Injure et diffamation, quelle différence ? Quand elles sont commises sur internet, ont-elles un caractère public ou privé ? Et pour les réseaux sociaux ? Quelles sont les sanctions encourues ? Quelles sont les actions ouvertes aux victimes d’injures et diffamation en ligne ? Peut-on déposer plainte ? Maître Florence Lec nous éclaire sur le sujet.

Me Florence Lec

Me Florence Lec, avocat-conseil de la délégation des Hauts-de-Seine et de la délégation du Val-de-Marne, est spécialisée dans le domaine du droit civil et du droit public.

Qu’est-ce qu’une injure ?

L’injure est réprimée à l’article 29 alinéa 2 de la loi du 29 juillet 1881 sur la liberté de la presse.
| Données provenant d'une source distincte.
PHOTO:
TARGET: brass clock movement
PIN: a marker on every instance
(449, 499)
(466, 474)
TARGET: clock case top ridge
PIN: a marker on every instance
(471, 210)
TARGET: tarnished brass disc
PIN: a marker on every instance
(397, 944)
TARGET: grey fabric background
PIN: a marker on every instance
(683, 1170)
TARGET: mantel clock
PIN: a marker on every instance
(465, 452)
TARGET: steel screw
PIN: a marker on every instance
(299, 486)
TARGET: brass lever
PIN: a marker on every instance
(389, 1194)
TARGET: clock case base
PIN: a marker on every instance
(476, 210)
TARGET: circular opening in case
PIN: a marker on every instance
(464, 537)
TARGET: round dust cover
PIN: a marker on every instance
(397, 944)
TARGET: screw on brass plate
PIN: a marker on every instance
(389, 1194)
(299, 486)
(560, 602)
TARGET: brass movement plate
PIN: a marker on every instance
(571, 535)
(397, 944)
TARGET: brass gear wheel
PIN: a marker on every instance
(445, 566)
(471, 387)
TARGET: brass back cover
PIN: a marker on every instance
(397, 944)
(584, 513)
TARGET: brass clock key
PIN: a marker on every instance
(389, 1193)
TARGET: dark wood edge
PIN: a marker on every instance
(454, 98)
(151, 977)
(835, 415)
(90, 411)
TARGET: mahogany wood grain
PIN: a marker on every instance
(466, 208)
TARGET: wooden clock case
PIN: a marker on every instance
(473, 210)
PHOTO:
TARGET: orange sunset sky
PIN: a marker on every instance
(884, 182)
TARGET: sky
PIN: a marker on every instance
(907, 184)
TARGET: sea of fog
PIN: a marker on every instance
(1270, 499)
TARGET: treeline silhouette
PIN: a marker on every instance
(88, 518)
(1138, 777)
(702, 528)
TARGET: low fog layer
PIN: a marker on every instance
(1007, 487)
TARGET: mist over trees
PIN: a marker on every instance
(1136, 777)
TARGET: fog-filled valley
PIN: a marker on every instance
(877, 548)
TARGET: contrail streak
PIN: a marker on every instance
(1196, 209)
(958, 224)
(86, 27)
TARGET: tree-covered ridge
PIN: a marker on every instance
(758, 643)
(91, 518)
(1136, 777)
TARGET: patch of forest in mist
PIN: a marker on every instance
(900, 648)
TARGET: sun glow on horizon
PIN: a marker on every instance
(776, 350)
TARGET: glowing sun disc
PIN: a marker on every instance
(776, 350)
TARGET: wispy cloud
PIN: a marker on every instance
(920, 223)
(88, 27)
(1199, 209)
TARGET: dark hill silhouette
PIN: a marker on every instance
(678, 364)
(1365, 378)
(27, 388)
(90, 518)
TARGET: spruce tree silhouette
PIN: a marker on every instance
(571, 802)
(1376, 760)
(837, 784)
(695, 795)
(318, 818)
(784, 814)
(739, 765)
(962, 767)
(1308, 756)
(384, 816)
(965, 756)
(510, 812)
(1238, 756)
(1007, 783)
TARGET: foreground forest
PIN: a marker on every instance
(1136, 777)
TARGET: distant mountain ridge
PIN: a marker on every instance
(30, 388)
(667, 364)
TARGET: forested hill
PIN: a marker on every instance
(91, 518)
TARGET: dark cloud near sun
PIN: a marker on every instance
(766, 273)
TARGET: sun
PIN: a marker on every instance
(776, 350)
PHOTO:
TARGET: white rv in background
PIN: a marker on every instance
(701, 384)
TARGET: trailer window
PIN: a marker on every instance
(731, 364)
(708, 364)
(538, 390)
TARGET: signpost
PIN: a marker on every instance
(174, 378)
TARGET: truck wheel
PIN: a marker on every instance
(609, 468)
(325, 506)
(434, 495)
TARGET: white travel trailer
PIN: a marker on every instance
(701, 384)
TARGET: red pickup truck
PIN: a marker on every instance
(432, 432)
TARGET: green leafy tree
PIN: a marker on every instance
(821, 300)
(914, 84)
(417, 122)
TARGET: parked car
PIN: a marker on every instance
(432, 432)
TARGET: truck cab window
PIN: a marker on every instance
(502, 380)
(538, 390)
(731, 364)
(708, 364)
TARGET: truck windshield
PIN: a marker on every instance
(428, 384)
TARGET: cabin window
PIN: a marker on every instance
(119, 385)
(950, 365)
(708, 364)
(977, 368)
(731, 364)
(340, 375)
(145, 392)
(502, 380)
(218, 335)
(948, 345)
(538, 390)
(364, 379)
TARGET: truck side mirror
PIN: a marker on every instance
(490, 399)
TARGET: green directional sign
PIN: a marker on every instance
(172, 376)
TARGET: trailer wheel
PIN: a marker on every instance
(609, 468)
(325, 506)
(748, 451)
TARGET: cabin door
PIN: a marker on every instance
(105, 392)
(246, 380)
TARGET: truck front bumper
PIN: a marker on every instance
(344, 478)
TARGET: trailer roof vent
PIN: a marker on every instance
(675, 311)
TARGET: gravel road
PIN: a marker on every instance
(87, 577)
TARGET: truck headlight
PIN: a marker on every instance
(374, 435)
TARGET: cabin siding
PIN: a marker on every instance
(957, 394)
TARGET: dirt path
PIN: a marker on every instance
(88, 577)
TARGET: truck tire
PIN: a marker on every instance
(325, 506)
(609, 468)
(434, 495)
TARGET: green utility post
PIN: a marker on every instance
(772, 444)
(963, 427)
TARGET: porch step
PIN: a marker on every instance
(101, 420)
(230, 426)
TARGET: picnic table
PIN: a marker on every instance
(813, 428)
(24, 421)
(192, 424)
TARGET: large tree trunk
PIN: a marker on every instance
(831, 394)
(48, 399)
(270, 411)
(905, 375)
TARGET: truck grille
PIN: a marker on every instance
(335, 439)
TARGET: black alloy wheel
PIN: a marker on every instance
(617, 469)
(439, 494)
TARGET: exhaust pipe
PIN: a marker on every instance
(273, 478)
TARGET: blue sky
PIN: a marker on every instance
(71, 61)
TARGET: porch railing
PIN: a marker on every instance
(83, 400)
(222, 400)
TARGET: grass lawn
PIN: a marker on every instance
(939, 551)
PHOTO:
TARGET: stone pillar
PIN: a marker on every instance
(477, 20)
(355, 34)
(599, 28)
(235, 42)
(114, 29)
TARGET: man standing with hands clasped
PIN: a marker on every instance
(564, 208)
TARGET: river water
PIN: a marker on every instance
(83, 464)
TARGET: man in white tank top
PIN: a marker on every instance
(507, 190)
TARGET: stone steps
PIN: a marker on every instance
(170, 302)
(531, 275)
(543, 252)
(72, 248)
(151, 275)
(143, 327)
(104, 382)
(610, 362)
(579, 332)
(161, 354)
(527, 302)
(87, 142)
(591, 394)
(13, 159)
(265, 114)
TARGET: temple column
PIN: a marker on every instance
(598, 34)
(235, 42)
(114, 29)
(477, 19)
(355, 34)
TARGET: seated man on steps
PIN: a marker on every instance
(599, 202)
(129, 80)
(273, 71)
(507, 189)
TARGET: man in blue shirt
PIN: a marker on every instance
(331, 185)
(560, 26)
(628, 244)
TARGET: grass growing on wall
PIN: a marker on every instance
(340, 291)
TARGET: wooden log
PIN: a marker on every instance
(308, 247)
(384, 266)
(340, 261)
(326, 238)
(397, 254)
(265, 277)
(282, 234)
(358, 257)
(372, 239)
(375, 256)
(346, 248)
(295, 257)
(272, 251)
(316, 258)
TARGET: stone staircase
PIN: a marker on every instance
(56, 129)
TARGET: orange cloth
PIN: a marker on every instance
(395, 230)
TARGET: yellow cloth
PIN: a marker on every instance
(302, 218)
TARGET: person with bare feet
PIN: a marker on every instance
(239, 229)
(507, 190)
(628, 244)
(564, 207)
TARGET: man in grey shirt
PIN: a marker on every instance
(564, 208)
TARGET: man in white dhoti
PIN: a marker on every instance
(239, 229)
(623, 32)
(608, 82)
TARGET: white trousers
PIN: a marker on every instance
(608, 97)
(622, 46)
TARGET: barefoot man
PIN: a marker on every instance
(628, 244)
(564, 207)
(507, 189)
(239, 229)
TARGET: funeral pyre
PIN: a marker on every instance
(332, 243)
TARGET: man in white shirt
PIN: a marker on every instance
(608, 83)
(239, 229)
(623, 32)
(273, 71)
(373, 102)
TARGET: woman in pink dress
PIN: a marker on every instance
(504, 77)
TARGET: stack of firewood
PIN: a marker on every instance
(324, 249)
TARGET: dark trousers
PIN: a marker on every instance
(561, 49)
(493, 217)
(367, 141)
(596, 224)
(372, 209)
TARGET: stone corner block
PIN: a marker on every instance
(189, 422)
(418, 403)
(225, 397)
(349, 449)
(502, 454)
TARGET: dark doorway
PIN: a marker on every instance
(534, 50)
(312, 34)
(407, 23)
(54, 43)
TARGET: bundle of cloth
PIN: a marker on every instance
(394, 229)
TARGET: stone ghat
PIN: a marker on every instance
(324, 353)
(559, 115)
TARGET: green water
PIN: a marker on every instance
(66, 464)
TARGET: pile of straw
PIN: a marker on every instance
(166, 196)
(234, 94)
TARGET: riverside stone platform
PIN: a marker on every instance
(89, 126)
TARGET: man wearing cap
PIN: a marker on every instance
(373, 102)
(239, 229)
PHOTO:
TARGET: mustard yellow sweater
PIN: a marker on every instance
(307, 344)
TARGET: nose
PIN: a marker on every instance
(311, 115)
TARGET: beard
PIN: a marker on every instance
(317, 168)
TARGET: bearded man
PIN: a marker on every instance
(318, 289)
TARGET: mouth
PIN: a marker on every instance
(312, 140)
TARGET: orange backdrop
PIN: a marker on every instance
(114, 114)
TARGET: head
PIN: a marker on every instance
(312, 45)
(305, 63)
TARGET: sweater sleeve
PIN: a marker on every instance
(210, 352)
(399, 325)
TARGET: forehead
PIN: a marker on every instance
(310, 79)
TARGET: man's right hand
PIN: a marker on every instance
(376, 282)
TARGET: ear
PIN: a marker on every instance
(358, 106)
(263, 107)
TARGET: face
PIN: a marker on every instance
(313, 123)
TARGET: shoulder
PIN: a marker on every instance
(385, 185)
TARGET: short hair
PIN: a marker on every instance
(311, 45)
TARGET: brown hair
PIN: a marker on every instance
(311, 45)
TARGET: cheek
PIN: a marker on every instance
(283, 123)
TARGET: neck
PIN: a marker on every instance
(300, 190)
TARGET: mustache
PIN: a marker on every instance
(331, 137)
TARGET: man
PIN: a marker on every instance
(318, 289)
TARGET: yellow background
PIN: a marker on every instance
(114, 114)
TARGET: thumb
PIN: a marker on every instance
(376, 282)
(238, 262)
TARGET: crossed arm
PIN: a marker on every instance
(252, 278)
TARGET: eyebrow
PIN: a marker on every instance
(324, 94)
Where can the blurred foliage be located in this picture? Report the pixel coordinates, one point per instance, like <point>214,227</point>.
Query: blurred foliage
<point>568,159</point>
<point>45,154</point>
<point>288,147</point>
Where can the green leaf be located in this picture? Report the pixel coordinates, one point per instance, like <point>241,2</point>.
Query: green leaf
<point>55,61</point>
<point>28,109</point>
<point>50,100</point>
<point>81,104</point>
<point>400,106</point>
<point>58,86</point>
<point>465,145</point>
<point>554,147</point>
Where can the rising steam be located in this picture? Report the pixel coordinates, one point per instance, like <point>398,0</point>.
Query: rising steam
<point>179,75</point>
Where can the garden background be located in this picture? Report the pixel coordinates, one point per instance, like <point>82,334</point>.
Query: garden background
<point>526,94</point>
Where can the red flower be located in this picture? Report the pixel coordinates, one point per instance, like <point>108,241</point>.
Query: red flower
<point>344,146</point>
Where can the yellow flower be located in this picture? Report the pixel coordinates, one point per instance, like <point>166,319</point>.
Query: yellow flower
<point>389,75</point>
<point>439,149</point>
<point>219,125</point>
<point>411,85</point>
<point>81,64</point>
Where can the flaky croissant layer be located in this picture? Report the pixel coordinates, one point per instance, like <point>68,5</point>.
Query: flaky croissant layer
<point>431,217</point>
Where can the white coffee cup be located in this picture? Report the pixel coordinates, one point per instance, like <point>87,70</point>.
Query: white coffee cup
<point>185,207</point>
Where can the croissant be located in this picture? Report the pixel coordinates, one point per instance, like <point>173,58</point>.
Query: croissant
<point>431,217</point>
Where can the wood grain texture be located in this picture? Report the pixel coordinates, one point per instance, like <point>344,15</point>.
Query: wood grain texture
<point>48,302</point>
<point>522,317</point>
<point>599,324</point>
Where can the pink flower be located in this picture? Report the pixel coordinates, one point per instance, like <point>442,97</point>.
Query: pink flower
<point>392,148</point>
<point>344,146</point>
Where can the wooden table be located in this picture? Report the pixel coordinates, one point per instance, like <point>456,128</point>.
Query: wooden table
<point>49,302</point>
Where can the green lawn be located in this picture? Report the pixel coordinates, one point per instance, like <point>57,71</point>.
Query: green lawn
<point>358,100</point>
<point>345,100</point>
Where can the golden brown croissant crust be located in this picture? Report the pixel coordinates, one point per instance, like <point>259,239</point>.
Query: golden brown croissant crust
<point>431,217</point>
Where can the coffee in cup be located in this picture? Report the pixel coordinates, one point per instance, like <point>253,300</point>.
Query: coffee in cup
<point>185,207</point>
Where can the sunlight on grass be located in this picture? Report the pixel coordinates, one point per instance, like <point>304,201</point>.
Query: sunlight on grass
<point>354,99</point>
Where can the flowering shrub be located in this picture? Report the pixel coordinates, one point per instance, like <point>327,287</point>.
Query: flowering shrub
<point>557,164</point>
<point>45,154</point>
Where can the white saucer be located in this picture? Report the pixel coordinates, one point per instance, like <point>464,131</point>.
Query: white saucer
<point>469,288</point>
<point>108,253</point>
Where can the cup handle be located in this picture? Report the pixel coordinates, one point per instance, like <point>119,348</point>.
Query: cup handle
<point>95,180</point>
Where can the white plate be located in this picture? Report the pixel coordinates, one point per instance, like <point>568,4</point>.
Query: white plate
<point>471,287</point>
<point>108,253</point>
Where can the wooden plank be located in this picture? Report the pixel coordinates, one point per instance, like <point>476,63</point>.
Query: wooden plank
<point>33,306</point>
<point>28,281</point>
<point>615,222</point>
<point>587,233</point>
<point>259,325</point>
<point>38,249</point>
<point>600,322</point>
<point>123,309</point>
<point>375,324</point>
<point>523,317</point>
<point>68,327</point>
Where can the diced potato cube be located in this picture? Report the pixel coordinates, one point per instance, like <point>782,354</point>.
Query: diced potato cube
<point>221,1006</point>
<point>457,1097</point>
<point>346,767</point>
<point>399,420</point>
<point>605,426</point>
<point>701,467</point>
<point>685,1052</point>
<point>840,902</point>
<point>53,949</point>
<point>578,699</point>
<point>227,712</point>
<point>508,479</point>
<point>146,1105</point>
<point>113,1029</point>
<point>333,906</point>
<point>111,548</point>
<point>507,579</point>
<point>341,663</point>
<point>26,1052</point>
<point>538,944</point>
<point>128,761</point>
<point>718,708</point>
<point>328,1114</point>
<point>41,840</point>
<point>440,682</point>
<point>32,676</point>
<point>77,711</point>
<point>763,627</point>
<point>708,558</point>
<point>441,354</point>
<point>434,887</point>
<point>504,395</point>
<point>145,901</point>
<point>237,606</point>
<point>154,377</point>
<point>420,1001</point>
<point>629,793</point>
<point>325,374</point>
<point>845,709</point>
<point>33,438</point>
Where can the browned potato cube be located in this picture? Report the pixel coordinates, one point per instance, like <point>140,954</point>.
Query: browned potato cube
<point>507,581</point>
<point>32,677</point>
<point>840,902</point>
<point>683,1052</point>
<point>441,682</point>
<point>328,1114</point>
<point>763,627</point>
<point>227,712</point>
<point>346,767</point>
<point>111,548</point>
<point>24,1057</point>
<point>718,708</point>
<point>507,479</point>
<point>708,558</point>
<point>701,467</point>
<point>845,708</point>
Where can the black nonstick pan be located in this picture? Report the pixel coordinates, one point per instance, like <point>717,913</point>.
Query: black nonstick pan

Il s’agit de « Toute expression outrageante, termes de mépris ou invective qui ne renferme l’imputation d’aucun fait ». Il peut s’agir de toute parole écrite ou expression quelconque de la pensée, adressée à une personne, dans l’intention de la blesser ou de l’offenser.

Qu’est-ce qu’une diffamation ?

La diffamation est réprimée à l’article 29 alinéa premier de la loi du 29 juillet 1881 sur la liberté de la presse. Il s’agit de « Toute allégation ou imputation d’un fait qui porte atteinte à l’honneur ou à la considération de la personne ou du corps auquel le fait est imputé. » Il faut l’imputation d’un fait précis, peu importe que le fait en question soit vrai ou faux. Si la personne n’est pas expressément nommée, il faut qu’elle soit identifiable. C’est par exemple un directeur d’école qui est accusé sur  les réseaux sociaux de violences envers un élève.

 

Les injures et diffamations en ligne ont-elles un caractère privé ou public ?

L’injure et la diffamation peuvent être publiques ou privées. Ces infractions auront un caractère public dès lors qu’elles pourront être entendues ou lues par un public. En revanche, elles auront un caractère privé dès lors qu’elles seront adressées par son auteur à sa victime sans qu’aucune tierce personne ne soit présente. Ce sera aussi le cas lorsqu’elles sont prononcées par son auteur devant un cercle restreint de personnes partageant les mêmes intérêts, en la présence ou en l’absence de la victime.

 

Pouvez-vous donner un exemple ?

C’est l’exemple d’un courriel envoyé par une directrice d’école concernant le comportement d’un élève et de ses parents à l’académie et à l’inspection d’éducation nationale. La Cour de cassation estimait que ces correspondants sont liés à l’expéditeur par une communauté d’intérêts, de sorte que ces propos ne sont pas publics.

 

Et pour les propos tenus sur un réseau social ?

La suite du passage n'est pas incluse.